Ocknęłam się i szybko usiadłam. Popatrzyłam w oczy blondynki i powoli schyliłam się, żeby móc ją pocałować. To był chyba nasz najlepszy pocałunek. Taki delikatny i romantyczny.
-Jak ja za tym tęskniłam - powiedziała, gdy rozdzieliłam nasze usta.
-Ja też skarbie - posłałam dziewczynie szeroki uśmiech.
Wtuliłam się w jej bok, a ona objęła moją talię. Nic nie mówiłyśmy, nie potrzebowałyśmy nic mówić. Po prostu siedziałyśmy w ciszy ciesząc się swoją obecnością.

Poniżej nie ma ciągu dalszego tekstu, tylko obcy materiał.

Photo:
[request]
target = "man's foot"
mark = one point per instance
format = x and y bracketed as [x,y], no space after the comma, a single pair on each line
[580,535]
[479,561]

-Pezz boję się. - powiedziałam cicho po kilkunastu minutach.
-Czego kochanie? - zapytała z troską w głosie.
-Jutra. - odpowiedziałam szybko.
-Ja też. Ale wiesz co? Mam dobre przeczucia. Na szczęście jutro nasze rodziny będą razem, wiec nie będziemy musiały przechodzić tego dwa razy. Razem stawimy temu czoła Jadey. Nie martw się, będzie dobrze. Nie ważne, jaka będzie ich reakcja nigdy cię nie opuszczę. - po tych słowach delikatnie musnęła moje usta co trochę mnie uspokoiło.
Posiedziałyśmy jeszcze trochę i zgodnie stwierdziłyśmy, że musimy już się zbierać, bo dochodziła północ.
Dziewczyna odprowadziła mnie pod same drzwi. Na moje szczęście wszyscy w domu spali, więc mogłam porządnie pożegnać się ze swoją dziewczyną.
Naparłam na jej usta, lekko dotykając językiem jej dolną wargę prosząc o wstęp, natychmiast mi go udzieliła. Po czym delikatnie przycisnęła mnie do drzwi. Całowałyśmy się tak do momentu, kiedy zabrakło nam powietrza. Ciężko dysząc patrzyłyśmy chwilę sobie w oczy.
-Do jutra skarbie. - powiedziała młodsza, odchodząc ode mnie.
-Do jutra misia. - Kiedy sylwetka dziewczyny zniknęła w ciemności po cichu weszłam do domu. Wzięłam szybki prysznic i położyłam się spać.